The formula of the metal fluoride is MF2, based on the given information about the positions of the metal ions and the fluoride ions in the crystal lattice, and the ratio of metal ions to fluoride ions (\(\frac{1M}{2F}\)).

Step-by-step solution

Determine the number of fluoride ions in the lattice

In a simple cubic lattice, there is one ion per lattice point. Therefore, there is one fluoride ion (F-) at each corner of the cube. Since there are 8 corners in a cubic lattice, this gives us a total of 8 fluoride ions associated with the lattice.

Determine the number of metal ions in the lattice

The metal ions occupy the body center of half the cubes in the lattice.

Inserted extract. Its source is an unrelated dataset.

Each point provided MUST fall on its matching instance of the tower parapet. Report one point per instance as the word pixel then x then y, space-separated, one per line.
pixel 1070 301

In a body-centered cubic (BCC) lattice, there is one ion situated at the center of the cube. As the metal ions occupy the body centers of half the cubes, and there are 8 body centers in a simple cubic lattice, this means that there are 4 metal ions (M) associated with the lattice.

Calculate the ratio of metal ions to fluoride ions

In order to determine the formula of the metal fluoride, we need to find the ratio of metal ions (M) to fluoride ions (F-). From the previous two steps, we have calculated that there are 4 metal ions and 8 fluoride ions. Therefore, the ratio of metal ions to fluoride ions is: \( \frac{4M}{8F} = \frac{1M}{2F} \)

Write the formula of the metal fluoride

Based on the ratio of metal ions to fluoride ions (\( \frac{1M}{2F} \)), the formula of the metal fluoride can be written as MF2.